EVERLY — Brothers Allen and Norman Sindt grew up with their siblings on a farm on the east edge of Everly in Clay County.

“The barn was built in 1899. John Sindt (their great-grandfather) became the owner of the farm in 1901,” said Allen Sindt, adding that they don’t know who built the barn.

The barn stands 24 by 48 feet, with a 12-by-48-foot lean-to on the north end. It was red originally and was covered with white house siding by Fred Sindt (their grandfather) in the early 1940s. Allen Sindt covered it with white tin siding in the 1980s.

The new tin covered up three of the four walk doors on the south side. But as the Sindts worked on the front of the barn, they removed the large drop-down door and moved it inside the lean-to as a keepsake. It’s still weathered and worn, and bears the year the barn was built — by the people who built the barn.

The barn is held together by wooden pegs. Some of the floor joists were spliced together, and wherever those joists are spliced, there is a 6-by-6 underneath of it instead of a 2-by-8, giving added support.

-Messenger photo by Karen Schwaller
The Sindt barn was constructed with these wooden pegs.

Electricity came to the farm in 1918, Norman Sindt said.

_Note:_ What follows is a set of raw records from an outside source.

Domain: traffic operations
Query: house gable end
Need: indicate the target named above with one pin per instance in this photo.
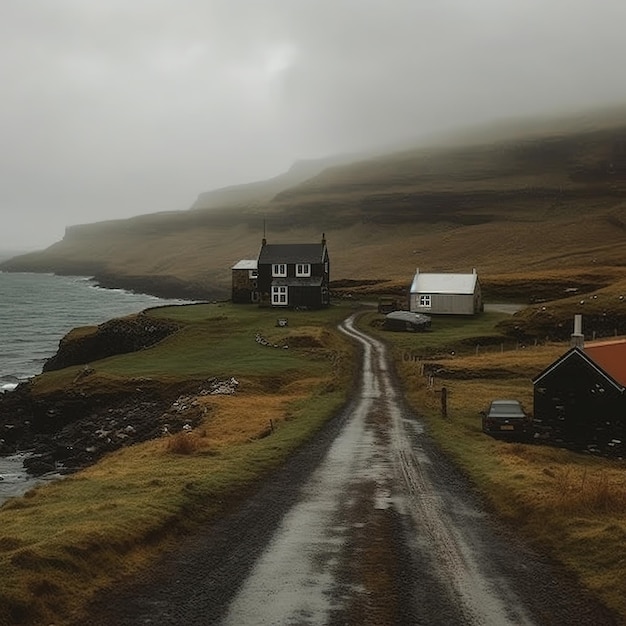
(570, 358)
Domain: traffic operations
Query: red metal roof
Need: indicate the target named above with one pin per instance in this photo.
(610, 356)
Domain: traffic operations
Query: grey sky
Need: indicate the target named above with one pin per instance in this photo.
(115, 108)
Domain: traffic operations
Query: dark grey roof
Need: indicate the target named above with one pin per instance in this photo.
(292, 253)
(313, 281)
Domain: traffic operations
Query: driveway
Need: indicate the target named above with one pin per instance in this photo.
(367, 524)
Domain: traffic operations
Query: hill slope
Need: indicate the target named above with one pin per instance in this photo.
(537, 202)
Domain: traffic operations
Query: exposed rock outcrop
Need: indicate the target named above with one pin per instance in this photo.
(117, 336)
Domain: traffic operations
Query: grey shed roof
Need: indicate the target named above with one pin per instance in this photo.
(444, 283)
(245, 264)
(292, 253)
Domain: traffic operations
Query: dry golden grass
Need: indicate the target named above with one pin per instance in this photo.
(573, 506)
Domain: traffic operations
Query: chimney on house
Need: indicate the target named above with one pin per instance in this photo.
(578, 339)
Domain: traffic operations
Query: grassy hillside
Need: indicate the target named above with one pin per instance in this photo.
(548, 198)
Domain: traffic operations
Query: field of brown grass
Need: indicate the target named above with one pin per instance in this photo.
(534, 202)
(571, 505)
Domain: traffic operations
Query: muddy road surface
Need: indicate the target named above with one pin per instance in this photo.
(366, 525)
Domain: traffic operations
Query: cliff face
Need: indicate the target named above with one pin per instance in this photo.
(485, 205)
(117, 336)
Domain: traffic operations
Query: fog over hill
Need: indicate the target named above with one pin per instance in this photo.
(546, 198)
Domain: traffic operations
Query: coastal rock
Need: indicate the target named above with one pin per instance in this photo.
(117, 336)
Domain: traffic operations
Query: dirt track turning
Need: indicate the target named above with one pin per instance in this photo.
(369, 524)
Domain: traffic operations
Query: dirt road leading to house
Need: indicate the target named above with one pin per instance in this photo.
(368, 524)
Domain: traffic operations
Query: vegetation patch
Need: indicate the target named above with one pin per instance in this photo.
(571, 505)
(64, 541)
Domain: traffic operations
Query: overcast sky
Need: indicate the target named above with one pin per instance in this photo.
(114, 108)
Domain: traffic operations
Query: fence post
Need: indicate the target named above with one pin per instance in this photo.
(444, 402)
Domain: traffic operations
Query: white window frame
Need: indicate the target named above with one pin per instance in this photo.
(303, 269)
(279, 296)
(279, 269)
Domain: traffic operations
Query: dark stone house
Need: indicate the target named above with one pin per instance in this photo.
(580, 399)
(245, 288)
(286, 275)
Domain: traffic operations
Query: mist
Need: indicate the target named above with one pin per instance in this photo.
(114, 109)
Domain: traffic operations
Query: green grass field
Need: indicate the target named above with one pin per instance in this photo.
(572, 506)
(61, 542)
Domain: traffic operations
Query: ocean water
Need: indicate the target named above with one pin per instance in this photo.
(37, 310)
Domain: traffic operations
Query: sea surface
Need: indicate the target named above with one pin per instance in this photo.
(36, 311)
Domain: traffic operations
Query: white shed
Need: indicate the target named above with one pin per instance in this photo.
(445, 293)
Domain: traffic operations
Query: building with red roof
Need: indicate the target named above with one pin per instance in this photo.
(580, 399)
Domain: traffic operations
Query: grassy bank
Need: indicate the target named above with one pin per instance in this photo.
(62, 542)
(570, 505)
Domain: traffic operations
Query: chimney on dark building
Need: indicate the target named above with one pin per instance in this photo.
(578, 339)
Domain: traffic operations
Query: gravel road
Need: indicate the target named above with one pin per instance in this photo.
(367, 524)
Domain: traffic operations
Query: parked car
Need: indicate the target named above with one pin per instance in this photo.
(507, 418)
(407, 321)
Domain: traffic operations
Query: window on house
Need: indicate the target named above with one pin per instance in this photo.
(279, 296)
(279, 269)
(303, 269)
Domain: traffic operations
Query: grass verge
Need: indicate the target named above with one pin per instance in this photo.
(62, 542)
(572, 506)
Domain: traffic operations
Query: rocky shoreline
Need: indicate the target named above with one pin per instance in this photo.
(74, 426)
(69, 430)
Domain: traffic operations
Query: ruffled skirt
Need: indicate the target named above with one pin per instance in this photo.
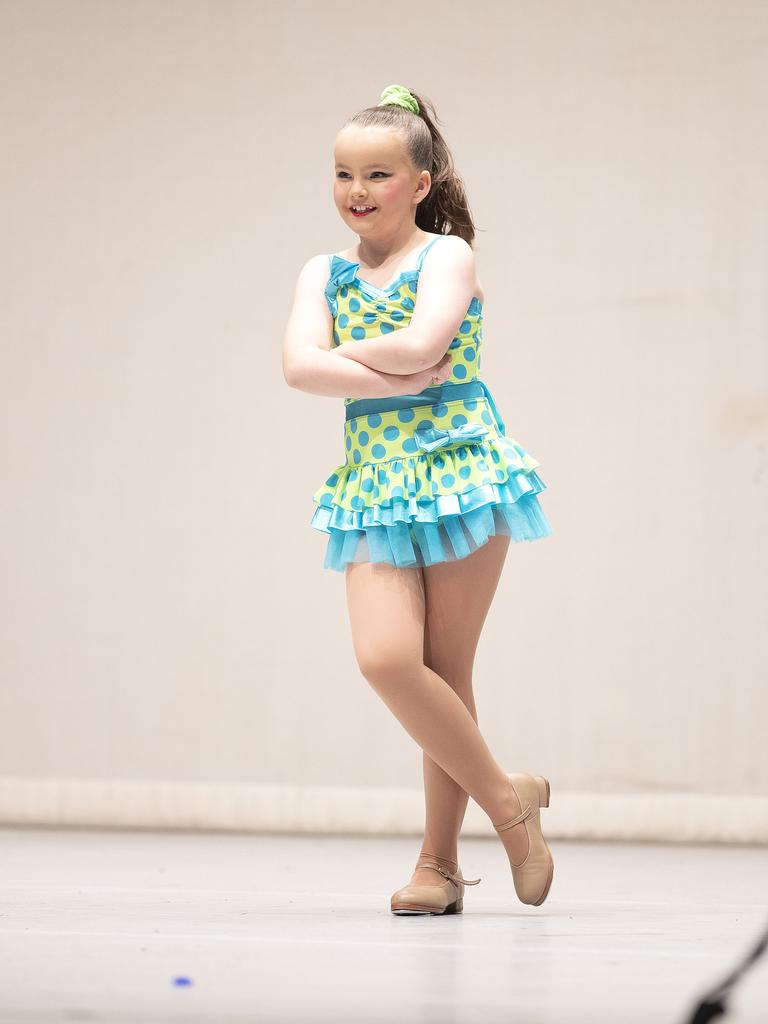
(417, 491)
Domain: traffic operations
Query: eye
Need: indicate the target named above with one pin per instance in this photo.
(343, 174)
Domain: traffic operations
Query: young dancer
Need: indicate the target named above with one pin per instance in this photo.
(431, 492)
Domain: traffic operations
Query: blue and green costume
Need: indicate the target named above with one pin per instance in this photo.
(427, 477)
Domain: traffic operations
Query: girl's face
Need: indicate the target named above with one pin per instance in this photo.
(373, 169)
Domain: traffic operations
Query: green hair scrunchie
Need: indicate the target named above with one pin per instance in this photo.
(399, 96)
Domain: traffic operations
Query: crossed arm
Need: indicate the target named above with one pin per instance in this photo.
(446, 284)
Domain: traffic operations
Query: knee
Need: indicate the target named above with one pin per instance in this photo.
(384, 666)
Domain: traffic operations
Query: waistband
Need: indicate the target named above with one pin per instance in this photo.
(429, 396)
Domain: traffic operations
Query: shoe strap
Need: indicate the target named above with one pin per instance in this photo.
(520, 817)
(454, 876)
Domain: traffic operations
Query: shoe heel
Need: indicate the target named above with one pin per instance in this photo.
(543, 784)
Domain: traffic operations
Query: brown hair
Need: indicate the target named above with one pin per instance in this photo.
(444, 210)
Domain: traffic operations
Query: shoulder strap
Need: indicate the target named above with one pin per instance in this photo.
(424, 251)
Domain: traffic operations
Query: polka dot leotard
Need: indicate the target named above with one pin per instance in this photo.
(428, 477)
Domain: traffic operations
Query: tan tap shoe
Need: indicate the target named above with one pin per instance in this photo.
(532, 877)
(446, 897)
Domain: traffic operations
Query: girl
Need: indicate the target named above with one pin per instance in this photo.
(422, 511)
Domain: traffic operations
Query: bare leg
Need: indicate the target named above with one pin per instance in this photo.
(458, 598)
(387, 613)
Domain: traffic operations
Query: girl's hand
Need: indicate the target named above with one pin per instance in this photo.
(416, 383)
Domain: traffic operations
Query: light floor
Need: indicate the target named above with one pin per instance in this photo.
(97, 926)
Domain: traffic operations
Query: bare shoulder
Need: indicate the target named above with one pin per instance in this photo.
(313, 270)
(451, 251)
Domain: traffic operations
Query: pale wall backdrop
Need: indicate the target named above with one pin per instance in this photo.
(173, 653)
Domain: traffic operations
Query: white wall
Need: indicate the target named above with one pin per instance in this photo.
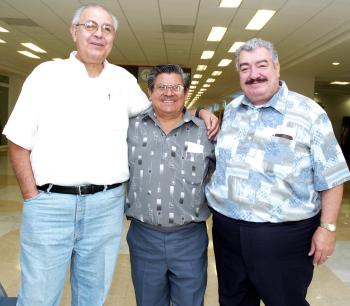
(303, 84)
(336, 106)
(15, 86)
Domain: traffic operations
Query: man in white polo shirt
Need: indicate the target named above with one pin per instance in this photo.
(67, 144)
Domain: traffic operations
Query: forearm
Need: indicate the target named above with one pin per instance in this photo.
(20, 160)
(331, 202)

He remembered it being one of the first in the town of Everly to have it.

The barn still features the original knob-and-tube wiring, along with some of the original cement flooring on the east two-thirds. The west end features newer cement, and the barn’s foundation is still the original rocks put there by builders in 1899.

The barn originally had 14 milking stanchions along the south side, and the cows came in through a 36-inch walk door on the east end of the barn.

“There was always one cow who came in first,” said Norman Sindt. “She was a blue roan, and she always gave about a 5-gallon pail of milk at a time.”

From the south center door there was a 5-foot-wide alleyway, which at one end would allow a person to climb the ladder into the haymow or go into the lean-to. The west end held three pens, which they used for calving. That end was earlier used for horses.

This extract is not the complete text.